Municipales 2008 à Quimper.
Ville: Quimper
Région: Bretagne
Département: Finistère
Nombre d’habitants: 64900 (72ème ville française)
Maire actuel: Alain Gérard (UMP) depuis 2001
Maire précédent: Bernard Poignant (1989-2001)
Résultat présidentielle: Sarkozy 40,89% – Royal 59,11%
Les têtes de liste:
Cinq listes seront en course à Quimper pour ces municipales. A 70 ans, le sénateur maire sortant UMP, Alain Gérard a décidé de ne pas se représenter. C’est donc a sa première adjointe, Marcelle Ramonet, que reviendra la lourde tâche de conserver Quimper à Droite. Lourde tâche car depuis les municipales de 2001 (et en dehors du cas particulier de la présidentielle de 2002 et des législatives qui l’ont suivie) les quimpérois ont systématiquement voté à gauche en particulier lors de la dernière présidentielle où Ségolène Royal y recueillait plus de 59% des suffrages et lors des législatives où la droite perdait le siège de député de Quimper. Et la candidate UMP n’était autre que … Marcelle Ramonet. Il faut dire qu’investir une sarkozyste convaincue, ancienne de Démocratie Libérale, est une idée assez étonnante dans cette ville plutôt centriste. Même à droite ce choix est loin de faire l’hunanimité… Les instances nationales semblent en effet avoir décidé de placer des fidèles de Sarkozy dans le Finistère plutôt que de prendre en compte la réalité politique locale.
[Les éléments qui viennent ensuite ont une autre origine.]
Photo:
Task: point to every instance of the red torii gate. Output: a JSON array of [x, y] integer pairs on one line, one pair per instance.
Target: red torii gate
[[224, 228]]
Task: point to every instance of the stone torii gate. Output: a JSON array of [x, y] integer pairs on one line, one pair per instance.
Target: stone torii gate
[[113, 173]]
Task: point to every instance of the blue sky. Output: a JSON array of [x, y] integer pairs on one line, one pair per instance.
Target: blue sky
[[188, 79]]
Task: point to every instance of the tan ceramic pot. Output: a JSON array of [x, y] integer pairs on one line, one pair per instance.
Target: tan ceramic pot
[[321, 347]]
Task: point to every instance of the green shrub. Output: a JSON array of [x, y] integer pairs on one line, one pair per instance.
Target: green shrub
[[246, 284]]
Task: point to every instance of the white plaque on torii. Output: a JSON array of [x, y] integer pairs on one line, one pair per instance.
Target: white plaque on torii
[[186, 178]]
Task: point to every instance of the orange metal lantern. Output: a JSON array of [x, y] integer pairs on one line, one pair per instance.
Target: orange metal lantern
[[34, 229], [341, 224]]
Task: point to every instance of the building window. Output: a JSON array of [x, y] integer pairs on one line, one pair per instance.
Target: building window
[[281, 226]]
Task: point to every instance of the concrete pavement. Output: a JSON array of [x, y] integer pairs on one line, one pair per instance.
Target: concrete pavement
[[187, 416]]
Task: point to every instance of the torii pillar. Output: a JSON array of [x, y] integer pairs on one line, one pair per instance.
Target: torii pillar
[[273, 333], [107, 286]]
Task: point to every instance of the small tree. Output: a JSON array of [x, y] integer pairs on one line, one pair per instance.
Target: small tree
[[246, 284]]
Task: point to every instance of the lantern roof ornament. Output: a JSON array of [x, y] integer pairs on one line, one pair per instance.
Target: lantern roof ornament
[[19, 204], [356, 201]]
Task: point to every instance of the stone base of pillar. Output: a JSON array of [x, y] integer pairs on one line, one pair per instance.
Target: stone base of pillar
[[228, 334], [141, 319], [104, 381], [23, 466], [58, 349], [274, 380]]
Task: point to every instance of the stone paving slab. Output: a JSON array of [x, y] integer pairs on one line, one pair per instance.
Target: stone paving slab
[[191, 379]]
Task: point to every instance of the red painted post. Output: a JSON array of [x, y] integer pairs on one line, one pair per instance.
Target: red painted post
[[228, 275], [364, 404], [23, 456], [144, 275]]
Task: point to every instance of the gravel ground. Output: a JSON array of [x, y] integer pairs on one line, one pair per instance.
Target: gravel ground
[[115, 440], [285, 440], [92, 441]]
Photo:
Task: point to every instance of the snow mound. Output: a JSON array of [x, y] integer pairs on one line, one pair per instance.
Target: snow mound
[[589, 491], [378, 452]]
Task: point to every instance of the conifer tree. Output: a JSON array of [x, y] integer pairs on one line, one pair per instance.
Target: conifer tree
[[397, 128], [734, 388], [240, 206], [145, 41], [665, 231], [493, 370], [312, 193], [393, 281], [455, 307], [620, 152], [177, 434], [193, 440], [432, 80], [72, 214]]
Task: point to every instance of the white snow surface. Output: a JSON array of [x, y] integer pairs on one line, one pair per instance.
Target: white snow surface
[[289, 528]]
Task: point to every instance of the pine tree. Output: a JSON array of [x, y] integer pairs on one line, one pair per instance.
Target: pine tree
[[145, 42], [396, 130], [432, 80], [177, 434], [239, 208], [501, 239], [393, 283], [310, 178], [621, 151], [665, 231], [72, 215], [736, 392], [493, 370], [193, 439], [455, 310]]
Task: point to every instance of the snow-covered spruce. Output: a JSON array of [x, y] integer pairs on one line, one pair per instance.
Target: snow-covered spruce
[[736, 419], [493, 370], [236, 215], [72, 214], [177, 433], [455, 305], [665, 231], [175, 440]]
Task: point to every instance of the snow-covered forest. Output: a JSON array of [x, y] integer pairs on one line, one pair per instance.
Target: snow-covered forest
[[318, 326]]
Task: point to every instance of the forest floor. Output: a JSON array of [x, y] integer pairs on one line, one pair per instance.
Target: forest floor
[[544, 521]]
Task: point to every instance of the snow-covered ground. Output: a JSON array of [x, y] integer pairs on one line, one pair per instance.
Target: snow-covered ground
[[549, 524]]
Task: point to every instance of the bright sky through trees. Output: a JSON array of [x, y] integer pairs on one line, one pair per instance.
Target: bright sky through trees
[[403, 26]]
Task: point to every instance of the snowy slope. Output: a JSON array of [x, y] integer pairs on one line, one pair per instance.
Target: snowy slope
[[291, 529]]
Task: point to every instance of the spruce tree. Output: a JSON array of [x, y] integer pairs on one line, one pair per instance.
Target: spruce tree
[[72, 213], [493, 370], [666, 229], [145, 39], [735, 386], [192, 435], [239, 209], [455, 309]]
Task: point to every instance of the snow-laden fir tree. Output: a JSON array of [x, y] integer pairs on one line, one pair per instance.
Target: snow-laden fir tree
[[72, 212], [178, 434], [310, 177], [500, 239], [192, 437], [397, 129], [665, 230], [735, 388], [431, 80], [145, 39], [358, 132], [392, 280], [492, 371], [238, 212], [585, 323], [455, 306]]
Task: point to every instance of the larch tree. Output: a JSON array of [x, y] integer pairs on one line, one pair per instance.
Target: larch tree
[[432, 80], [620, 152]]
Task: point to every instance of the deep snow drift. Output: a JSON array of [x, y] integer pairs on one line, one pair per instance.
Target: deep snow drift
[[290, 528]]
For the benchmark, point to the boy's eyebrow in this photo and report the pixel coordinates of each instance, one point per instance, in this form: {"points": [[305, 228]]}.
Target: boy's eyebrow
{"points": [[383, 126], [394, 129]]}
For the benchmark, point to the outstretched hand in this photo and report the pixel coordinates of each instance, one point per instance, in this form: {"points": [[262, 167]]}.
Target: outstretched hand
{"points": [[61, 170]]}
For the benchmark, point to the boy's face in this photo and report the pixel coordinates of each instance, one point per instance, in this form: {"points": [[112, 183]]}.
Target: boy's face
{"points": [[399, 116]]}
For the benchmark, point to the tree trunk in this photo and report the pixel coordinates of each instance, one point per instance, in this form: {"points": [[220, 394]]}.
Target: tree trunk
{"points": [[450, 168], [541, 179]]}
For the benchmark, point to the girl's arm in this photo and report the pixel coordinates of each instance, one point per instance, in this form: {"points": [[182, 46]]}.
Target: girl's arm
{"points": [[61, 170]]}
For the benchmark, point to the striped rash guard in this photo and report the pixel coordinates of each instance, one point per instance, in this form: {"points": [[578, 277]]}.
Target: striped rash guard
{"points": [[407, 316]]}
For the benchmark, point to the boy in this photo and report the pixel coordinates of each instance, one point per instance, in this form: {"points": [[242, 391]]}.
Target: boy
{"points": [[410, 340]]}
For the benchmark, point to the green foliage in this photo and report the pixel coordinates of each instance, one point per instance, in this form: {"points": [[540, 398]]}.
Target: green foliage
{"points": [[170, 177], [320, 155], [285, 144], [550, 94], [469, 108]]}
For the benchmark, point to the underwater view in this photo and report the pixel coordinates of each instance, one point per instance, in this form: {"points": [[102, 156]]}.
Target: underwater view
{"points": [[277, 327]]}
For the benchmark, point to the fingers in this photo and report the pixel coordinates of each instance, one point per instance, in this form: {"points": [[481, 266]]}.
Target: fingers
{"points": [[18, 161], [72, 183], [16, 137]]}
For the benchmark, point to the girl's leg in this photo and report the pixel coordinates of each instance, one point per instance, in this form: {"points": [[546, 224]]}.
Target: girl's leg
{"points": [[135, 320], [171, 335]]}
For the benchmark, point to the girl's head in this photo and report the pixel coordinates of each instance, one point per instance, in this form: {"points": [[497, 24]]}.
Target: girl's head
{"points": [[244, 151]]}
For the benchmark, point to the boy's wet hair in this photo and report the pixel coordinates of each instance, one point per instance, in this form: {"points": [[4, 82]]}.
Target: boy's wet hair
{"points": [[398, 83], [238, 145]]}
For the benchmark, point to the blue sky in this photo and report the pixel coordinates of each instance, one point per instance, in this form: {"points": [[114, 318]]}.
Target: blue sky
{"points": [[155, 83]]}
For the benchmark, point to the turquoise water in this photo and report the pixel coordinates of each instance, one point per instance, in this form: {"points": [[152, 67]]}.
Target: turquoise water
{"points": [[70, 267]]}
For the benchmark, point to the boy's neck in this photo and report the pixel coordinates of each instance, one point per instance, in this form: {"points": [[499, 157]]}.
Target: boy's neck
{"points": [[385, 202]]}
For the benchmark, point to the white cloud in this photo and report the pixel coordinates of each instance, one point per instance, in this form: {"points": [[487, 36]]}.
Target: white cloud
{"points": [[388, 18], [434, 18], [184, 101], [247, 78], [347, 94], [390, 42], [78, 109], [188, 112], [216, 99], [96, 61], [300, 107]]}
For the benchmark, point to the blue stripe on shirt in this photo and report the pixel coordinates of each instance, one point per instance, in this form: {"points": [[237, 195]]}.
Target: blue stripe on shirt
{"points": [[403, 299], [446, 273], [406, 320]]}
Le MoDem a quant à lui investit Isabelle Le Bal. Élue en 2001 sur la liste d’Alain Gérard, elle avait réuni sur son nom lors des dernières législatives un peu moins de 10% des suffrages et avait appelé à voter pour Ramonet au second tour. La centriste de droite pourrait espérer dépasser les 10% lors de ces municipales, reste à savoir ce qu’elle ferra dans l’entre deux tours.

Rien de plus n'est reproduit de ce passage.